Harvey Weinstein hayallerini gerçekleştirmek isteyen bir adamdı. Polonya Yahudisi bir ailenin çocuğu olarak ışıltılı hayatların döndüğü film sektöründe iş yapmaya başladı.
Talih yüzüne baktı birbirinden kaliteli filmlerin yapımcısı oldu. Her filmi adeta para basıyordu. Etkin bir çevreye kavuşmuştu ve filmleri tüm dünyada gösteriliyordu. İş ilişkileri o kadar güçlüydü ki Uluslararası Af Örgütü dahil zorlu birçok kurumla da içli dışlıydı. Film sektöründe okuduğu senaryolarla gerçek arasındaki mesafe giderek bulanıklaşmış ve her şey birbirinin içine geçmeye başlamıştı. Hükmettiği senaryolar kendisini yarı-tanrı olarak görmesine neden olmuştu.
Günlerden bir gün bir kadın ortalığa çıktı ve Harvey Weinstein’ın kendisini taciz ettiğini söyledi ve şu çağrıda bulundu: Eğer siz de cinsel istismara uğradıysanız çıkıp söyleyin. Etraf Harvey Weinstein tarafından tacize uğradığını iddia eden kadınlarla doldu bir an. Film sektörünün karanlık yüzü bir kadının cesaretiyle gün yüzüne çıkmıştı. Türkiye’de de sinema sektöründe başarı elde etmek için yapımcı ve yönetmenlerle sıkı fıkı olmanın gerekliliğine dair imalar yapılıyordu ama dışarı kayda değer bir tanıklık çıkmıyordu. Sonrasında Harvey Weinstein birçok anlaşmasını iptal etmek zorunda kaldı. Mahkeme karşısına çıkarıldı ve başarılı bir yapım sihirbazından bir canavara dönüştü. Kendi hayatını filme almak ister mi veya hayatının anlatıldığı filmi kim izler bilemiyorum.
Şu anda “Ben de” etiketiyle (#MeToo) dünyayı kasıp kavuruyor bu hareket ve iş ahlakının kodları yeniden tartışılıyor. Weinstein’ın sahip olduğu güç onun güçsüz tarafı oldu. Tıpkı Suudi Arabistan Veliaht Prensi Muhammed bin Selman gibi. Prens, sahip olduğu güçle tıpkı Weinstein’ınkine benzer bir sarhoşluğa kapıldı ve yapmaması gereken hamleleri yaptı. Gücü kendisini yanılttı. Hesap edemediği diğer bir nokta birbirinden kopuk görünen noktaların bir araya gelerek kendi karşısında bir hat oluşturacağıydı.

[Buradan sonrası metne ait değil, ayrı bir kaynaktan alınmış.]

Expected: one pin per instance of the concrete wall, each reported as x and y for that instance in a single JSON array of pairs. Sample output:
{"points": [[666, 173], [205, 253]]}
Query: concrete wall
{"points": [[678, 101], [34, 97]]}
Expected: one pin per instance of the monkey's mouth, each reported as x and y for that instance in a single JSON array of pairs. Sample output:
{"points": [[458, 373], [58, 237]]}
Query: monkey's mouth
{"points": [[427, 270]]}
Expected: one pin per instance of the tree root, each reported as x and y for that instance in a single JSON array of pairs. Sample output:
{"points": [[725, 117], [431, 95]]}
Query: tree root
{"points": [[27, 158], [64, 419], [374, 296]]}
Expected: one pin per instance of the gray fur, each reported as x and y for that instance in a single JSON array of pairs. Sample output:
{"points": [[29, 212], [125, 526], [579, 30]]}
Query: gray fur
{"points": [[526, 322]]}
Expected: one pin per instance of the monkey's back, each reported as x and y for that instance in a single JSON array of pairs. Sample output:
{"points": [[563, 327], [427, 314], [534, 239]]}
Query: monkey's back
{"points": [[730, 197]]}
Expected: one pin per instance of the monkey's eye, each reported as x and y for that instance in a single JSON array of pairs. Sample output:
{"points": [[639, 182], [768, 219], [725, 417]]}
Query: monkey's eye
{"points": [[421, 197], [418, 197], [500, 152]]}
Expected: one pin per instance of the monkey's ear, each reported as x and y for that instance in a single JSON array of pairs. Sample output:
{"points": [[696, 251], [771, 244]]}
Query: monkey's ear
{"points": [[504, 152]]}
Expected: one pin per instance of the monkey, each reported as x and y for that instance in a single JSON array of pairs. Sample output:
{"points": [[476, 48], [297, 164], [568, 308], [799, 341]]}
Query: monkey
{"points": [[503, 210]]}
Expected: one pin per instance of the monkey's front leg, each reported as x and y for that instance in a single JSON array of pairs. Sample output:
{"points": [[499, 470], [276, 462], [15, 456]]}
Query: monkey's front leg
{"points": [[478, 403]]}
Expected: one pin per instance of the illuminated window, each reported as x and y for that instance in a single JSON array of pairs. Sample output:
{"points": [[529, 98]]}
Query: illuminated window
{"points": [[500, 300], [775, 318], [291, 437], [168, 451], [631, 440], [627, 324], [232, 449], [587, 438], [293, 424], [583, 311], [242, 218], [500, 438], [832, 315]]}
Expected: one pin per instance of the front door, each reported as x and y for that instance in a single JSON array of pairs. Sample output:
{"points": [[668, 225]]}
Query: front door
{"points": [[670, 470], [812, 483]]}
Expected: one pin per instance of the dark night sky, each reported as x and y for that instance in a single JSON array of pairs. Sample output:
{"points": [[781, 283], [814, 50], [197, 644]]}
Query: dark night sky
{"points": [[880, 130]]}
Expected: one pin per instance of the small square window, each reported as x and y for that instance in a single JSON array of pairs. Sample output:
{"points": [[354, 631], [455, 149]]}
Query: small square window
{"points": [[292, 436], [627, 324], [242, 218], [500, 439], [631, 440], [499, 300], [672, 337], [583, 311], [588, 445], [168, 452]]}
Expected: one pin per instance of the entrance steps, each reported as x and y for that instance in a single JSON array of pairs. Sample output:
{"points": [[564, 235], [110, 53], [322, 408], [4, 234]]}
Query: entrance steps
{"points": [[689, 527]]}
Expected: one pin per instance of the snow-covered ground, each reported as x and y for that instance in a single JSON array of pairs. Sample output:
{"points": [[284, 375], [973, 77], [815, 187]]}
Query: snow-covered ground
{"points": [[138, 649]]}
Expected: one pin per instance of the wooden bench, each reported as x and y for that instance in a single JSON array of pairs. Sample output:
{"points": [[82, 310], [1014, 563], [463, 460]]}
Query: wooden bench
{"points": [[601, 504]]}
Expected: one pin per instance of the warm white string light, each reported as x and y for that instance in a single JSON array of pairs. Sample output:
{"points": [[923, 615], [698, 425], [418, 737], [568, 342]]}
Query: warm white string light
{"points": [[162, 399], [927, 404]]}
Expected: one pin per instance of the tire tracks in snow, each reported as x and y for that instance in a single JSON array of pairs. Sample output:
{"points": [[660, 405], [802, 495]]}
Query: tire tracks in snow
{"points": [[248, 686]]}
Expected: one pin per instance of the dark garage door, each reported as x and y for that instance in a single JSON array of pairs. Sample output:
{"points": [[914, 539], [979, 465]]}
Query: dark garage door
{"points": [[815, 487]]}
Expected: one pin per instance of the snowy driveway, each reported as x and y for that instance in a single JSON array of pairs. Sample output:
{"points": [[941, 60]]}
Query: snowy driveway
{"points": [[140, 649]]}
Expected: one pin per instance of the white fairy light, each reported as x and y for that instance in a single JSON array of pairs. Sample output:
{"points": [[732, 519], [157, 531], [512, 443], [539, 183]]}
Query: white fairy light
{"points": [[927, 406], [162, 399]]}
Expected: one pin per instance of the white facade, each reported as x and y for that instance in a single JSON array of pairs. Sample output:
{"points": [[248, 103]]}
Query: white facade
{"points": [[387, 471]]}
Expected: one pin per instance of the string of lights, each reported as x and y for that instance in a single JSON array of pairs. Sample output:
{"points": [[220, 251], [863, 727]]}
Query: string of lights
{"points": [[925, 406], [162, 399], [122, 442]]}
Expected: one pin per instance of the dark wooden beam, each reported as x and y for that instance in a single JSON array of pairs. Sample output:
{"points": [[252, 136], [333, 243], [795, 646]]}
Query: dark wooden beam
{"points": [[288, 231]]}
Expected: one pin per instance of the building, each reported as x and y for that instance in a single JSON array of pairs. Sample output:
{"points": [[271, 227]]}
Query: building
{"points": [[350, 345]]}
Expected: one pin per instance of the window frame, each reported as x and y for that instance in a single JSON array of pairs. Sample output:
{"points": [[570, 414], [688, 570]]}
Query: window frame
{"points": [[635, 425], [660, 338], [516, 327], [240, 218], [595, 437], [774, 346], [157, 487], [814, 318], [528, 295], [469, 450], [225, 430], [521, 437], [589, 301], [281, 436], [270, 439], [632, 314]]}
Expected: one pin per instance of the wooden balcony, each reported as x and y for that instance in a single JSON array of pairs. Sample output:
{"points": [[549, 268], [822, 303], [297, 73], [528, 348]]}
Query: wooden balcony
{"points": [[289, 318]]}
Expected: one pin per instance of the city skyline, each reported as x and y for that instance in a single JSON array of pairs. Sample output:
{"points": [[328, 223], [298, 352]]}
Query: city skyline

Bu iki hayat hikayesi cüretkâr gangsterlerin maceraları etrafında şekillenen Ucuz Roman filmine benziyor. Quentin Tarantino’nun bu kült filminin yapımcısı da o zaman Miramax şirketi altında faaliyet gösteren Weinstein. Filmde gangsterler bir işi ellerine yüzlerine bulaştırırlar ve patron işleri düzeltmesi için güvendiği bir adamı gönderir. Ama gangsterlerin ruhu beladan uzak durmak için pek elverişli değildir. Merak ediyorsanız filme bir göz atabilirsiniz. İzlemek isteyenler olabileceği için daha fazla detay vermeyeyim.
Kaşıkçı olayı Muhammed Bin Selman’ın gücünün duvara toslaması anlamına geliyor. O da tıpkı Weinstein gibi kurduğu sanal dünyanın sonsuza dek süreceğini sandı ve yanıldığını anlaması uzun sürmedi. Yine Weinstein gibi tüm dünyanın izlediği bir canavar olarak gücünün elinden kayıp gitmesini izliyor. Kaşıkçı’nın akıbetine uğrayan kurbanların yakınlarının “biz de” diyeceği günlerin de yakın olduğunu söyleyebiliriz.
Gangster filmleri mutlu sonun olmadığı ucuz hikayelerdir, bunu en çok yönetmenler bilir. Ortaya dökülen kanlar ise izleyicinin gözünde makarnanın üstüne sıkılan ketçaptan farksızdır. Şunu da ekleyelim: Algı üzerine inşa ettiğiniz gerçeklik günü birinde yıkılmaya mahkumdur ve ne kadar fazla şey inşa ederseniz altında kalacağınız yıkıntı da o kadar büyük olacaktır.